Determine Key Metrics
What should you look for when determining the load your site can handle? User experience is at the heart of this type of testing, so the metrics you measure should focus on ensuring a smooth experience even when the site is under stress.
Look at average response times, peak response times and error rates for all pages. Putting these together creates a clear picture of what an actual user would encounter when site traffic is heavy. You should also take note of CPU and memory use to see what peak traffic demands from the systems supporting your site.
Plan with Your Team
Load testing is a bigger job than one person can handle. Meet with your IT team, web developers and anyone else involved in working on your site to create a plan for handling the tests. If everyone isn’t on the same page regarding which tools and browsers to use, the timing of the tests and the chosen metrics, you’ll wind up with useless results.
Include a Deliberate Crash
Finding out what it takes to push your website’s system into a state of failure may seem like an extreme goal for a load test, but it’s helpful to know the absolute upper limit of what the site can handle. Gradually increase the load as you test until the site gives out, noting what happens to page load times and the types of errors you receive. Even if you never expect to have enough traffic to crash the site, pushing the envelope reveals points of weakness and potential errors you may not discover when testing lower traffic levels.
Time Tests Right
The best time to conduct load testing is when users aren’t likely to be visiting your site. Just as you looked at analytics for peak traffic times, you want to determine the hours of lowest activity and schedule your tests during these windows. Taking this approach ensures the network environment doesn’t skew test results and your tests don’t interfere with the experience active users have on the site.

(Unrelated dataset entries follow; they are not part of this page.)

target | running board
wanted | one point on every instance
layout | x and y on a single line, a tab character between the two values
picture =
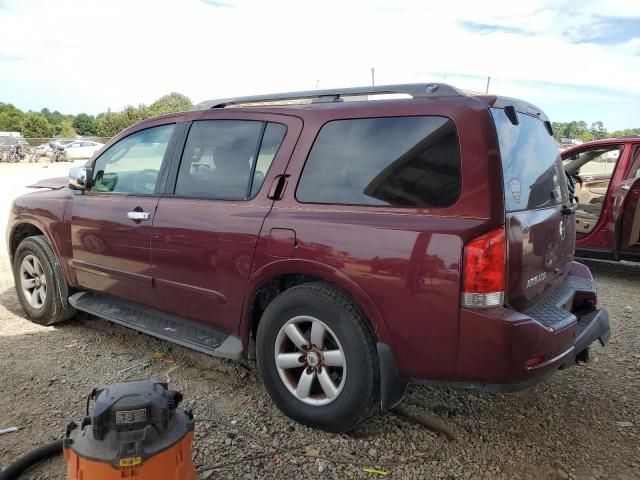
190	334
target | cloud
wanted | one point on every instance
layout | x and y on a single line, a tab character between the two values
486	28
8	57
605	30
218	4
80	56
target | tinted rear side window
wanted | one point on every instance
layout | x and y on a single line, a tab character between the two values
531	165
396	161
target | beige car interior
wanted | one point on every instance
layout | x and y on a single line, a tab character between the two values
594	169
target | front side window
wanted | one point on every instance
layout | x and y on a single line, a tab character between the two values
394	161
132	165
227	159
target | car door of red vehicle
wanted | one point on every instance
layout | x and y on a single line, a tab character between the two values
111	221
207	224
629	248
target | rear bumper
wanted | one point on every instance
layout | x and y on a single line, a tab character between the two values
504	350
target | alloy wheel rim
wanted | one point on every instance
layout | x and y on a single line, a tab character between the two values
310	360
33	281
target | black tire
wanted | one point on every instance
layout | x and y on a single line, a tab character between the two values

Use a Performance Environment
Testing in a simulated environment instead of a duplicate of your site’s performance environment or on the site itself is a recipe for inaccuracy. To get reliable results, you need to see the real errors users might experience and identify performance bottlenecks on your actual site. A test environment may lack elements necessary to understand how the site really behaves when traffic spikes.
Conducting tests correctly in real browsers on your actual site should yield the most accurate results possible, but the feedback you get is only helpful if you make sure to capture the data. This is why it’s important to ensure your team knows what metrics you’re testing for and how these measure up to your baseline for performance. Compare results from team members, and use the numbers to identify areas on which to focus efforts for improvement.
Test Again and Again
Load testing isn’t a one-time deal. After your initial tests, it’s time to make changes in the areas where performance clearly suffered with the goal of minimizing errors and improving page load times. Once this has been done, repeat the testing using the same browsers, metrics, timing and environment. Weigh your new results against the initial outcomes to see if the changes helped and where new tweaks need to be made to further reduce the risk of problems for end users.
Better site performance makes for a happier audience, and this should be your main goal when load testing. Even the slightest delay in page load times or a single error during an e-commerce transaction can cause you to lose customers to the competition and damage your brand image. Conduct regular load testing to ensure performance remains favorable and your site environment can handle the levels of traffic you expect.